Виктор по привычке играя в лошадника, пропал в толпе цыган.
«Брат Савва, услышал Савва голос, я плачу, мои слезы по твоей душе. Савва, кого ты называешь братом, и ты думаешь это человек? В пропасть ведет тебя. На тебе кровь».
«Кто ты?»
«Я Семен Летопроводец, ты помнишь? нет-нет, ты все забыл. Я юродивый Христа ради и Пречистые Девы Матери».
И блестя голубыми слезами, закуковал он, переводя кукованье в заупокой:
«Упокой, Боже, рабу твою, убиенную Степаниду, в месте светлом, месте прохладном, месте покойном, иде же все праведные упокоиваются!»
И с последним протяжным кукующим словом Савва почувствовал, как там у него где-то в пустом его сердце вдруг открылся и ключом бьет прозрачный источник и всеми каплями до капельки подымается единым рыданием. Пусть и душа продана и руки в крови, но эта зарыдавшая боль осветила и опамятовала призрачную пустоту сердца, отравленного любовью.
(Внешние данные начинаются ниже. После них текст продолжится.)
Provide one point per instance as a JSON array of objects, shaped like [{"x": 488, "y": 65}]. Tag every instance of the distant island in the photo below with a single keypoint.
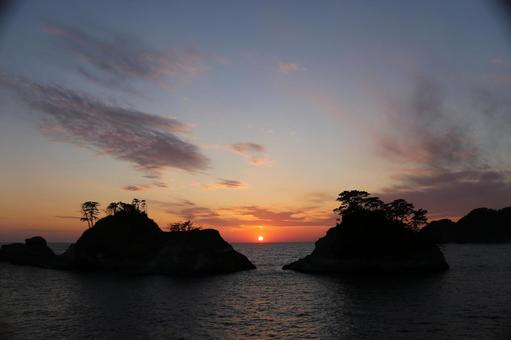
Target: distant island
[
  {"x": 373, "y": 237},
  {"x": 127, "y": 240},
  {"x": 481, "y": 225}
]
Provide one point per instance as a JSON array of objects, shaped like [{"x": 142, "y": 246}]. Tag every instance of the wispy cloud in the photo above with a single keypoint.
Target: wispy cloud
[
  {"x": 453, "y": 194},
  {"x": 256, "y": 216},
  {"x": 148, "y": 141},
  {"x": 253, "y": 152},
  {"x": 67, "y": 217},
  {"x": 141, "y": 187},
  {"x": 453, "y": 161},
  {"x": 287, "y": 68},
  {"x": 226, "y": 184},
  {"x": 114, "y": 59}
]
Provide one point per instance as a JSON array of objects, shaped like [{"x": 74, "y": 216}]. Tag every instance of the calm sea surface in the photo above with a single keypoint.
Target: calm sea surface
[{"x": 471, "y": 301}]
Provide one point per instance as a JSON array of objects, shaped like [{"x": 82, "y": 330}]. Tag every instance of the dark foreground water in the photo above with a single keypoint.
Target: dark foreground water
[{"x": 471, "y": 301}]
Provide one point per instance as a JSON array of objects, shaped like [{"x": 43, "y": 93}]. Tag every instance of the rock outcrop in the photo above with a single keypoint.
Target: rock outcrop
[
  {"x": 481, "y": 225},
  {"x": 34, "y": 252},
  {"x": 367, "y": 242},
  {"x": 134, "y": 243}
]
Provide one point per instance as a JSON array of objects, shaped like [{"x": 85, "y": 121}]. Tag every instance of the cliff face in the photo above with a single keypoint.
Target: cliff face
[
  {"x": 34, "y": 252},
  {"x": 369, "y": 243},
  {"x": 481, "y": 225},
  {"x": 134, "y": 243}
]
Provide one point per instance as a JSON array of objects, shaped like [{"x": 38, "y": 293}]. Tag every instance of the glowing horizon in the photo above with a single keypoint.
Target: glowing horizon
[{"x": 257, "y": 123}]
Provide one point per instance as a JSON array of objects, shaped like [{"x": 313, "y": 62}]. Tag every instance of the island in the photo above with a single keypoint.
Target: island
[
  {"x": 127, "y": 240},
  {"x": 373, "y": 237},
  {"x": 481, "y": 225}
]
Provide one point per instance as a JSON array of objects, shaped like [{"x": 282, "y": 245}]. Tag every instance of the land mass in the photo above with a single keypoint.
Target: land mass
[
  {"x": 481, "y": 225},
  {"x": 373, "y": 237},
  {"x": 132, "y": 242}
]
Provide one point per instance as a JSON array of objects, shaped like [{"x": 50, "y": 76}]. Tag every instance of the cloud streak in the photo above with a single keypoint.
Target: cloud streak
[
  {"x": 253, "y": 152},
  {"x": 114, "y": 59},
  {"x": 454, "y": 159},
  {"x": 256, "y": 216},
  {"x": 226, "y": 184},
  {"x": 149, "y": 142},
  {"x": 141, "y": 187}
]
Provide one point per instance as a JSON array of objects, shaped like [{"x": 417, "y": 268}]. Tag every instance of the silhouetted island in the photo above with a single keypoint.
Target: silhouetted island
[
  {"x": 481, "y": 225},
  {"x": 129, "y": 241},
  {"x": 373, "y": 236}
]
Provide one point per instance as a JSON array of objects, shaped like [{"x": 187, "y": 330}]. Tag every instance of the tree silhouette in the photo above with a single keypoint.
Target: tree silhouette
[
  {"x": 112, "y": 208},
  {"x": 182, "y": 226},
  {"x": 90, "y": 212},
  {"x": 399, "y": 210},
  {"x": 355, "y": 200}
]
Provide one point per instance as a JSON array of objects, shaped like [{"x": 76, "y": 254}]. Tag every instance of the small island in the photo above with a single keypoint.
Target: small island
[
  {"x": 481, "y": 225},
  {"x": 373, "y": 237},
  {"x": 127, "y": 240}
]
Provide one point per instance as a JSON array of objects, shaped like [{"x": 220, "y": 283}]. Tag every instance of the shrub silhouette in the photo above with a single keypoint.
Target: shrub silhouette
[
  {"x": 183, "y": 226},
  {"x": 399, "y": 211}
]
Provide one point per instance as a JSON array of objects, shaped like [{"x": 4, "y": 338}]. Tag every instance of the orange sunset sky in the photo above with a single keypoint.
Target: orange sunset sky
[{"x": 249, "y": 117}]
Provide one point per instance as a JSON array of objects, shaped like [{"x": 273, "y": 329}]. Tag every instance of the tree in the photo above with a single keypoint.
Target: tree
[
  {"x": 112, "y": 208},
  {"x": 183, "y": 226},
  {"x": 90, "y": 212},
  {"x": 419, "y": 219},
  {"x": 355, "y": 200},
  {"x": 399, "y": 210}
]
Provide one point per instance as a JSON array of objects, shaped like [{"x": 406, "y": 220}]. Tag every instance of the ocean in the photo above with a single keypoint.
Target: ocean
[{"x": 470, "y": 301}]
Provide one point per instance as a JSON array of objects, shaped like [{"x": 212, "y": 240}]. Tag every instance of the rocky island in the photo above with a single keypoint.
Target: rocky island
[
  {"x": 481, "y": 225},
  {"x": 127, "y": 240},
  {"x": 373, "y": 237}
]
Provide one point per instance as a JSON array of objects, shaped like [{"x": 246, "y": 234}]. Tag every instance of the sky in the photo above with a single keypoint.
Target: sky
[{"x": 250, "y": 116}]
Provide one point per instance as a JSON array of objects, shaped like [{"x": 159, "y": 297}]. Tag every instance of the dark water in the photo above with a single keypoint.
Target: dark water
[{"x": 471, "y": 301}]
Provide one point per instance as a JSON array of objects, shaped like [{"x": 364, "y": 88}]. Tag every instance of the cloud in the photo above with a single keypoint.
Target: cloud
[
  {"x": 449, "y": 163},
  {"x": 256, "y": 216},
  {"x": 422, "y": 132},
  {"x": 142, "y": 187},
  {"x": 150, "y": 142},
  {"x": 68, "y": 217},
  {"x": 226, "y": 184},
  {"x": 453, "y": 194},
  {"x": 287, "y": 68},
  {"x": 252, "y": 151},
  {"x": 114, "y": 59},
  {"x": 247, "y": 148}
]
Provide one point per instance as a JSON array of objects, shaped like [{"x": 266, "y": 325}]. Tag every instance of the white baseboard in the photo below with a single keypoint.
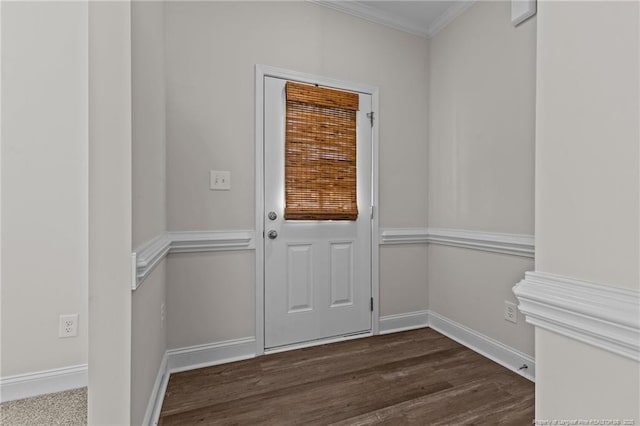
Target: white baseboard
[
  {"x": 403, "y": 322},
  {"x": 191, "y": 358},
  {"x": 201, "y": 356},
  {"x": 504, "y": 355},
  {"x": 33, "y": 384},
  {"x": 152, "y": 414}
]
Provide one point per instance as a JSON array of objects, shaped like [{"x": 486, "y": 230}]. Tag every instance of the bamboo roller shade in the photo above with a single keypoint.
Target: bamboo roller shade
[{"x": 320, "y": 153}]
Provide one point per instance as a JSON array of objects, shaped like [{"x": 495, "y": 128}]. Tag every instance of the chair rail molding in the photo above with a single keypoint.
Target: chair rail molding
[
  {"x": 513, "y": 244},
  {"x": 603, "y": 316},
  {"x": 150, "y": 254},
  {"x": 404, "y": 236}
]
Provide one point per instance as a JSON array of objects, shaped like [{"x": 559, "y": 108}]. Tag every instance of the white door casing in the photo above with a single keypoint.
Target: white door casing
[{"x": 317, "y": 274}]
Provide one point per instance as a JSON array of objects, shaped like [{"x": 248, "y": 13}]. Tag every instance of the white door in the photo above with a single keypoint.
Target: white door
[{"x": 317, "y": 273}]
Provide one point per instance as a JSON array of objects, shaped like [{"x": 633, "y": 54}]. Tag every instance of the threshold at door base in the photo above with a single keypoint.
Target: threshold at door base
[{"x": 319, "y": 342}]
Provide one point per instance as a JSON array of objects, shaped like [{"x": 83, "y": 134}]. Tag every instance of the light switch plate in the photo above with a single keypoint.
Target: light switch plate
[{"x": 219, "y": 180}]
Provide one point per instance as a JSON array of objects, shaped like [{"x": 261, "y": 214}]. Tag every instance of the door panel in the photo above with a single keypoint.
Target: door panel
[{"x": 317, "y": 273}]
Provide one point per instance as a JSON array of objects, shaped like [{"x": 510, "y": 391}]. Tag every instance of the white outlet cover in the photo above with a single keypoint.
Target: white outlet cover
[
  {"x": 511, "y": 312},
  {"x": 68, "y": 325}
]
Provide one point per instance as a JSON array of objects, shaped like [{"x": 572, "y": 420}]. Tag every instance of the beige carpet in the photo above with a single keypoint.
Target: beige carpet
[{"x": 63, "y": 408}]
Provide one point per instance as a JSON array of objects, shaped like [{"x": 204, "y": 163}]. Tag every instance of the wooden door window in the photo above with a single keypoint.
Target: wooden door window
[{"x": 320, "y": 153}]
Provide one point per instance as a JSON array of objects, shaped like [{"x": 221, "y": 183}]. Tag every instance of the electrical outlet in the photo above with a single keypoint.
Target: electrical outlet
[
  {"x": 219, "y": 180},
  {"x": 510, "y": 312},
  {"x": 68, "y": 325}
]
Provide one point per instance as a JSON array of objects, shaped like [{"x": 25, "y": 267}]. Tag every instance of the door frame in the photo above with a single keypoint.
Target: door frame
[{"x": 263, "y": 71}]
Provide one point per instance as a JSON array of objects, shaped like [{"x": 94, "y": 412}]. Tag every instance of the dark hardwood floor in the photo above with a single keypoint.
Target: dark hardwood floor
[{"x": 417, "y": 377}]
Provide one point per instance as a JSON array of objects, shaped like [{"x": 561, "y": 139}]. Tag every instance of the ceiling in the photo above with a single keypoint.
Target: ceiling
[{"x": 423, "y": 18}]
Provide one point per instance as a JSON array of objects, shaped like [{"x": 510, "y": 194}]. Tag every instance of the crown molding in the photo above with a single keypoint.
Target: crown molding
[
  {"x": 600, "y": 315},
  {"x": 455, "y": 10},
  {"x": 372, "y": 14}
]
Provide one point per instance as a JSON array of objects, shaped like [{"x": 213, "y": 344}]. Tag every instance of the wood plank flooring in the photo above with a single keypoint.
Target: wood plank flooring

Савва вздрогнул: сквозь небесное голубое вдруг кольнуло его и бьющий источник погас: Савва встретился глазами с Виктором. Виктор был далеко, но глаза его горели и были тут, перед Саввой — в них полыхал жгучий гнев.
Савва поспешно отошел.
Но все равно, никуда не спрячешься и ничего не скроешь. Видя только сверлящие, тянущие к себе глаза, Савва, как крючком поддетый, вытянут был из толпы. И догнал Виктора.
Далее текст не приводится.